Cron Alternatives
This document describes alternatives to the Scheduler interface. Arrower relies on jobs being scheduled by the job queue in the application. If you want to run repeating tasks outside of the application this is possible.
On the one end of the spectrum are kubernetes jobs and on the other end are crons that run directly inside the database.
Running a cron directly in the database can be a huge advantage,
as it allows to execute SQL statements directly without any overhead.
This is ideal for maintenance work or data aggregation pipelines.
The drawback is that your infrastructure might not support those extensions,
in which case you can just use Arrower's Scheduler
.
Scheduling with pg_cron
Also consult the official documentation of pg_cron.
-- Delete old data on Saturday at 3:30am (GMT)
SELECT cron.schedule('30 3 * * 6', $$DELETE FROM events WHERE event_time < now() - interval '1 week'$$);
schedule
----------
42
-- Vacuum every day at 10:00am (GMT)
SELECT cron.schedule('nightly-vacuum', '0 10 * * *', 'VACUUM');
schedule
----------
43
-- Change to vacuum at 3:00am (GMT)
SELECT cron.schedule('nightly-vacuum', '0 3 * * *', 'VACUUM');
schedule
----------
43
-- Stop scheduling jobs
SELECT cron.unschedule('nightly-vacuum' );
unschedule
------------
t
SELECT cron.unschedule(42);
unschedule
------------
t
-- Vacuum every Sunday at 4:00am (GMT) in a database other than the one pg_cron is installed in
SELECT cron.schedule_in_database('weekly-vacuum', '0 4 * * 0', 'VACUUM', 'some_other_database');
schedule
----------
44
-- Call a stored procedure every 5 seconds
SELECT cron.schedule('process-updates', '5 seconds', 'CALL process_updates()');
-- Process payroll at 12:00 of the last day of each month
SELECT cron.schedule('process-payroll', '0 12 $ * *', 'CALL process_payroll()');
┌───────────── min (0 - 59)
│ ┌────────────── hour (0 - 23)
│ │ ┌─────────────── day of month (1 - 31) or last day of the month ($)
│ │ │ ┌──────────────── month (1 - 12)
│ │ │ │ ┌───────────────── day of week (0 - 6) (0 to 6 are Sunday to
│ │ │ │ │ Saturday, or use names; 7 is also Sunday)
│ │ │ │ │
│ │ │ │ │
* * * * *
An easy way to create a cron schedule is: crontab.guru.
Postgres Image With pg_cron
You can use any (managed) database that has the pg_cron extension installed.

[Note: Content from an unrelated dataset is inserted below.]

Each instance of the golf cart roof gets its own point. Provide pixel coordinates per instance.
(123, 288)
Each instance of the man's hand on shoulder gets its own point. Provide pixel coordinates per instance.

Alternatively, use the docker image ghcr.io/go-arrower/postgres
docker pull ghcr.io/go-arrower/postgres:latest
The image installs the extension into the default database postges
and makes it available to your database,
as if it was installed there.
The image is regenerated every week, so that you might have the latest version of postgres and its base image available to you.
Link ADL on why this is. Testing and limitations of pg_cron
If you want to use the cron from a different user or database, you might have to fine-tune your setup:
- Ensure your user can access the cron schema:
-- Inside the database where pg_cron is installed:
-- grant usage to regular user
GRANT USAGE ON SCHEMA cron TO your_username;
- The Arrower migrations assume pg_cron is installed in the database
postgres
if this is not the case update the database used in the migrations, see create_pg_cron_extension.up.sql
Limitations
pg_cron can only run in one database
=> two dbs and migrations to manage (outside of the project)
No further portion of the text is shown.